Secondly, getting the USB midi code working well was a challenge as well. But it was fun to dive in and learn about USB.
Overall, I learned quite a bit from this project. If I were to do it again, I’d probably not use the Arduino prototype code we started with and go with straight C. The current codebase is a combination of different approaches. But as with a lot of projects, we were working under time constraints.
I gave a class on using Processing to create simple graphics. Also quickly “covered” using the OpenCV addon to detect faces. Notes, slides, etc are available here.
It was the first time I’ve taught a class in quite a while. I got a fairly positive response (from my friends, so they have to be nice to me!). I think I did a good job setting up mini-goals that took 20-30 minutes to accomplish. The idea was to give everyone little victories quickly so they’d be motivated to stick around and conquer more.
I actually haven’t done too much rendering work in the last six to eight months. I’ve been doing a lot of game prototyping. Two prototypes have been put to the side for now and I’m working on a third with a couple of folks. I’m just going to dump out some random snippets I’ve learned through that process.

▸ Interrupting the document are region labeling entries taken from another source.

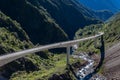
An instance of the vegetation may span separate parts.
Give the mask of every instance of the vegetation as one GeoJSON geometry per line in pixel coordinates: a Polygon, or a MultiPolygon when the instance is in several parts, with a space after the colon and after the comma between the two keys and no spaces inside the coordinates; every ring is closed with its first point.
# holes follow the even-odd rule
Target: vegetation
{"type": "MultiPolygon", "coordinates": [[[[114,17],[116,16],[117,18],[112,17],[110,20],[108,20],[104,24],[90,25],[90,26],[86,26],[83,29],[79,29],[76,32],[75,38],[87,37],[87,36],[95,35],[98,32],[104,32],[104,40],[105,40],[106,48],[112,46],[113,44],[119,42],[120,40],[120,27],[119,27],[120,26],[120,14],[117,14],[114,17]]],[[[87,50],[94,51],[95,50],[95,48],[93,48],[94,46],[93,45],[90,46],[90,44],[94,42],[95,40],[80,43],[80,46],[82,46],[80,50],[87,49],[87,50]]]]}

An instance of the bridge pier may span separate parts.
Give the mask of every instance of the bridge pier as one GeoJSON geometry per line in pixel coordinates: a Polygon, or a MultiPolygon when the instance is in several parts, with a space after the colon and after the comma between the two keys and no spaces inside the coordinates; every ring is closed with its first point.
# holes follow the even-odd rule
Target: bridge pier
{"type": "Polygon", "coordinates": [[[69,58],[70,58],[70,46],[67,46],[66,50],[67,50],[66,65],[67,65],[67,68],[68,68],[69,64],[70,64],[70,61],[69,61],[69,58]]]}

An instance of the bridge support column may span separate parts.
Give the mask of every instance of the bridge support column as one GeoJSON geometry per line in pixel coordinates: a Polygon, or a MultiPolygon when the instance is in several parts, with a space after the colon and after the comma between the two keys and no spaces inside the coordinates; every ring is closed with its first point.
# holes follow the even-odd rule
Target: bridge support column
{"type": "Polygon", "coordinates": [[[70,62],[69,62],[69,58],[70,58],[70,46],[68,46],[67,47],[67,62],[66,62],[66,65],[67,65],[67,68],[69,67],[69,64],[70,64],[70,62]]]}

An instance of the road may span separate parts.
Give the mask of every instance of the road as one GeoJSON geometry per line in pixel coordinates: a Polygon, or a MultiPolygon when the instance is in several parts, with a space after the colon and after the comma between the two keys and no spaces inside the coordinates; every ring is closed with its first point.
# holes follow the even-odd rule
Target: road
{"type": "MultiPolygon", "coordinates": [[[[79,80],[86,80],[85,77],[88,76],[90,73],[94,72],[94,63],[95,61],[91,59],[86,53],[79,53],[78,55],[72,55],[73,58],[80,58],[88,62],[86,66],[80,69],[77,72],[77,76],[79,80]]],[[[104,76],[95,74],[95,76],[91,77],[90,80],[107,80],[104,76]]]]}
{"type": "Polygon", "coordinates": [[[94,38],[100,37],[103,34],[104,33],[101,32],[101,33],[99,33],[95,36],[91,36],[91,37],[87,37],[87,38],[82,38],[82,39],[72,40],[72,41],[66,41],[66,42],[60,42],[60,43],[55,43],[55,44],[50,44],[50,45],[45,45],[45,46],[40,46],[40,47],[37,47],[37,48],[32,48],[32,49],[23,50],[23,51],[20,51],[20,52],[15,52],[15,53],[10,53],[10,54],[7,54],[7,55],[3,55],[3,56],[0,56],[0,67],[18,59],[18,58],[21,58],[21,57],[24,57],[28,54],[31,54],[31,53],[44,51],[44,50],[48,50],[48,49],[53,49],[53,48],[61,48],[61,47],[67,48],[67,47],[73,46],[75,44],[78,44],[80,41],[86,41],[86,40],[94,39],[94,38]]]}

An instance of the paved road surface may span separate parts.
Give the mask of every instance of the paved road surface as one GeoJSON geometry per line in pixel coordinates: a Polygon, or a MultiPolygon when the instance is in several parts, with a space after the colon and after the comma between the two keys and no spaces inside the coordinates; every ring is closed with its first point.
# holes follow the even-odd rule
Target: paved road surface
{"type": "Polygon", "coordinates": [[[44,51],[44,50],[53,49],[53,48],[70,47],[70,46],[73,46],[75,44],[78,44],[80,41],[86,41],[86,40],[94,39],[94,38],[97,38],[97,37],[99,37],[103,34],[104,33],[99,33],[95,36],[91,36],[91,37],[87,37],[87,38],[50,44],[50,45],[46,45],[46,46],[41,46],[41,47],[37,47],[37,48],[32,48],[32,49],[23,50],[23,51],[20,51],[20,52],[0,56],[0,67],[9,63],[9,62],[12,62],[13,60],[24,57],[24,56],[26,56],[30,53],[35,53],[35,52],[44,51]]]}

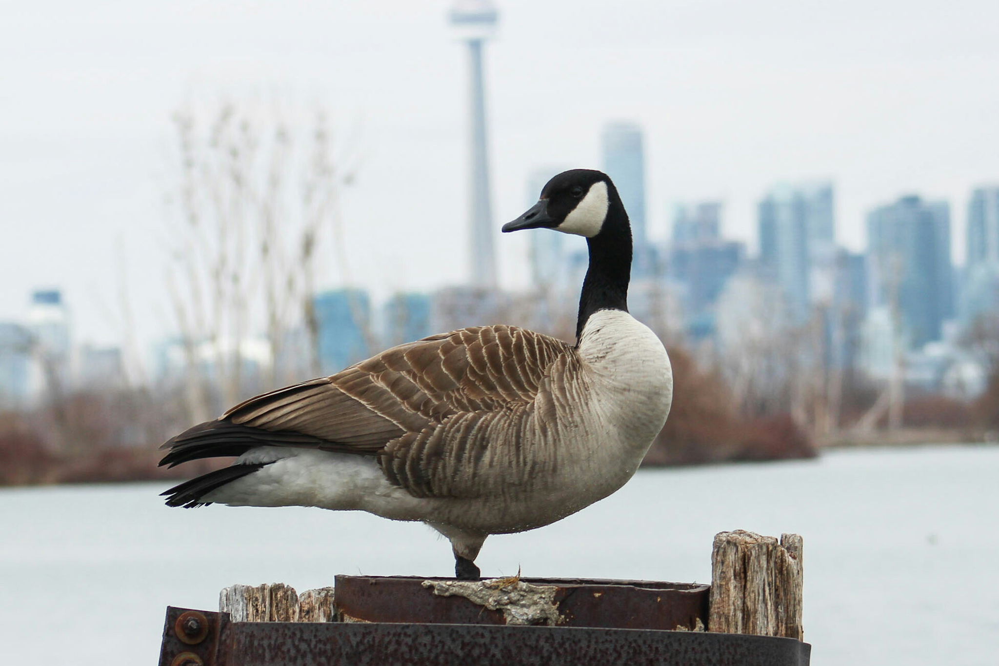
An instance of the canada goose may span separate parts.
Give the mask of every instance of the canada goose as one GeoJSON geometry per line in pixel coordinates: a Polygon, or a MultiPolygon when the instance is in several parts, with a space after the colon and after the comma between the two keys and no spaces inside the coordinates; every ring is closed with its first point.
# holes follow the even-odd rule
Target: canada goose
{"type": "Polygon", "coordinates": [[[242,402],[166,442],[160,464],[239,456],[170,488],[170,506],[319,506],[421,520],[478,580],[490,534],[547,525],[634,474],[665,423],[669,357],[627,313],[631,230],[610,179],[552,178],[503,232],[586,237],[576,344],[512,326],[395,346],[242,402]]]}

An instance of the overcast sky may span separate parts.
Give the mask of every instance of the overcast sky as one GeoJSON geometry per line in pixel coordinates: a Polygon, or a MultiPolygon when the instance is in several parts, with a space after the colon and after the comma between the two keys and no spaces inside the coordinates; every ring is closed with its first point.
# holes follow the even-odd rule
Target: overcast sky
{"type": "MultiPolygon", "coordinates": [[[[500,0],[487,50],[494,213],[539,166],[599,167],[608,120],[645,130],[649,228],[675,202],[725,202],[755,244],[755,202],[830,178],[837,236],[914,192],[951,203],[963,258],[972,187],[999,181],[999,2],[500,0]]],[[[0,320],[62,288],[74,337],[121,337],[127,275],[144,342],[164,307],[170,114],[220,100],[323,106],[354,137],[350,271],[385,295],[468,275],[467,62],[449,3],[371,0],[8,3],[0,21],[0,320]],[[121,248],[124,252],[116,250],[121,248]],[[126,257],[120,268],[119,256],[126,257]]],[[[525,234],[498,234],[524,287],[525,234]]],[[[341,275],[331,258],[322,285],[341,275]]]]}

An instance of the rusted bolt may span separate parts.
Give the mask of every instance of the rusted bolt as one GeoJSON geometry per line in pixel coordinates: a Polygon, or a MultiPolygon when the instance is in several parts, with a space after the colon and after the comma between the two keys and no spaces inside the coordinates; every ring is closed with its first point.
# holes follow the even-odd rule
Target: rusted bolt
{"type": "Polygon", "coordinates": [[[174,624],[174,633],[182,643],[197,645],[208,636],[208,618],[196,610],[181,613],[174,624]]]}
{"type": "Polygon", "coordinates": [[[205,662],[194,652],[181,652],[170,662],[170,666],[205,666],[205,662]]]}

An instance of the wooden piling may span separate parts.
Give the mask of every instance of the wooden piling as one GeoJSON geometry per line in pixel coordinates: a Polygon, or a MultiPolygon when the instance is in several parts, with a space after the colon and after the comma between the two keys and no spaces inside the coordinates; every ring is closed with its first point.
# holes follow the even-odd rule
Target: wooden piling
{"type": "Polygon", "coordinates": [[[233,622],[329,622],[333,620],[333,588],[301,595],[284,583],[233,585],[219,593],[219,611],[233,622]]]}
{"type": "Polygon", "coordinates": [[[708,631],[802,640],[801,555],[797,534],[716,534],[708,631]]]}
{"type": "MultiPolygon", "coordinates": [[[[797,534],[782,534],[779,541],[744,530],[716,534],[711,552],[708,631],[802,640],[801,556],[797,534]]],[[[229,613],[233,622],[337,620],[332,587],[299,595],[282,583],[233,585],[219,595],[219,610],[229,613]]]]}

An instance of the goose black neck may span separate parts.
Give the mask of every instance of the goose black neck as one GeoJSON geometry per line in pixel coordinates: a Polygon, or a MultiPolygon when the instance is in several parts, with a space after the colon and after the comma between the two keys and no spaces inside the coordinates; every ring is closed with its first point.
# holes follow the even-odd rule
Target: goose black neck
{"type": "Polygon", "coordinates": [[[631,227],[616,193],[611,197],[600,233],[586,239],[586,245],[589,247],[589,268],[579,295],[576,343],[582,335],[586,320],[593,313],[600,310],[627,312],[627,285],[631,279],[631,227]]]}

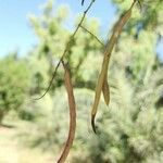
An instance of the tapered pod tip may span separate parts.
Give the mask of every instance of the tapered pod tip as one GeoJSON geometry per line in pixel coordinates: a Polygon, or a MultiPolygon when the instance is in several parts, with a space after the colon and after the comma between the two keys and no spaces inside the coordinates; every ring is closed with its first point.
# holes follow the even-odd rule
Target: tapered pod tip
{"type": "Polygon", "coordinates": [[[82,5],[84,5],[85,0],[82,0],[82,5]]]}
{"type": "Polygon", "coordinates": [[[95,125],[95,114],[91,115],[91,127],[95,134],[97,134],[96,125],[95,125]]]}

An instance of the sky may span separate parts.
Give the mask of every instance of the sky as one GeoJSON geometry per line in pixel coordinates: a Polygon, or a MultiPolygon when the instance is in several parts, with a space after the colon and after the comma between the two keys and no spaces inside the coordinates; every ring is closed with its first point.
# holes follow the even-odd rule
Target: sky
{"type": "MultiPolygon", "coordinates": [[[[0,57],[9,52],[18,51],[24,55],[33,46],[37,43],[34,30],[29,24],[28,15],[41,14],[41,5],[47,0],[0,0],[0,57]]],[[[82,0],[55,0],[55,7],[66,3],[70,5],[71,13],[74,18],[86,9],[90,0],[85,0],[85,7],[80,5],[82,0]]],[[[90,17],[98,17],[100,21],[100,29],[103,34],[108,33],[111,26],[115,8],[110,0],[97,0],[88,13],[90,17]]],[[[74,25],[74,20],[68,26],[74,25]]],[[[156,51],[163,60],[163,40],[158,46],[156,51]]]]}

Sound is a very important cue for debugging! While working on a kart racing prototype I was able to feel the kart slide much easier when hearing it then when looking at the visual debugging cues we had set up. Another spot where sound made it easier to debug behavior is state changes. If you’ve got some bug where state changes happen really fast, they may not make the player respond visually. But if it’s triggering snippets of sound on state change you’ll know something wacky is going on.
Update order matters. This is something I knew about before, but it doesn’t hurt to repeat it. In this situation I had a bunch of force constraints that where always updated from one side to the next, eventually the system developed a “lean” and I couldn’t figure out why for a while. I changed it so that it updated one corner, then the opposite corner and so on and the lean disappeared.
More to come once I remember them. ;)
I’m also thinking about submitting a talk for GDC10. It should be a fun topic to flesh out, I hope it all works out.
Just a quick link post today. Here’s a video of the lighting system I’ve worked on with Pat Wilson and Tom Spilman. I’m mostly responsible for the dark pixels in the video. ;)
Also, I got a new personal best score at Robotron today: 624k. I’m slowly inching up to a million.